Our first impressions of Budva were
that it reminded us a lot of suburban Bombay. It is a very modern city with the
kind of urban sprawl that is not very attractive despite the fact that new high
rise buildings are apparently being constructed for clients with money—more Russians,
perhaps? After the charming, old-world, medieval ambience of Dubrovnik, we were
a tad disappointed, but we hoped we’d find antiquity in Old Town.
Going out to Discover Budva:
Having sustained ourselves well for the evening
ahead, we decided to go out in search of Old Town which was a good 20 minute walk
from our hotel. We took a map and directions from our hotel receptionist and as
we began to cross a large garden towards the waterfront, we felt the first fat
drops on our faces. Soon the drizzle became a steady downpour and we had to take
shelter in a restaurant as neither one of us had an umbrella. After a while it seemed
to clear up and we raced towards the main walls of Old Town which were just a
few meters in front of us.
Caught in a Massive Downpour:
Well, all we managed to do was get into the
town walls. Within a few steps, the rain re-started and we had no alternative
but to seek shelter again. This time we sat in a restaurant and ordered cups of
tea which felt really good as we were cold and quite miserable at being caught
in the rain. However, we also reminded ourselves that this was the very first
time we had to deal with rain on our entire trip—indeed we had been hugely fortunate
with the weather—so we could hardly grumble.
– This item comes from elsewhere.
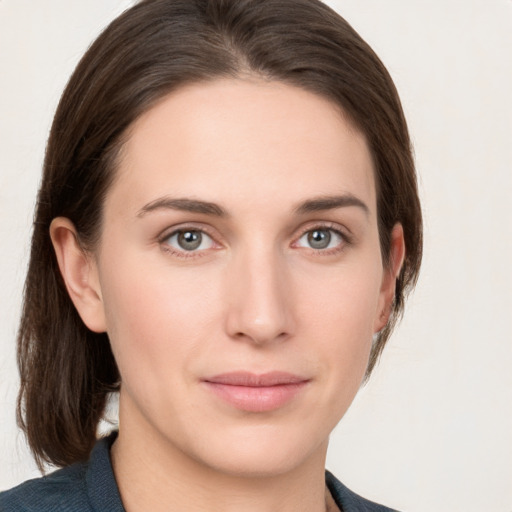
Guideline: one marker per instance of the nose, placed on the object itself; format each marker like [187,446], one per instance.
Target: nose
[260,299]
The rain drummed on and on. The two of us
looked at it as a great time to just sit and catch up with every aspect of our
lives. But for the two of us, the restaurant was empty and we had the wait
staff pouring attention upon us. It was not just the rain but deafening claps
of thunder that alarmed us and streaks of lightning that shot across the sky. We
talked about our past, about our future, about friends and family members that
we now see so rarely, etc. It really was a great way to bond and get in touch with
all the happenings in our lives. About two hours later, after Chriselle felt the
need to order a bit of dinner (I was still too full after our late lunch), we
nibbled at a dessert that she ordered and after darkness had fallen over the
city and the rain had thoroughly drenched everything, we found our way back to
our hotel. In the end, we did not see anything of Old Town—but tomorrow was
another day!
There was little else to do but a
spot of reading before we got to bed as the TV in our room did not play anything
in English. By 9.30 pm, we were switching off the light, wishing each other a
good night and hoping for better weather tomorrow.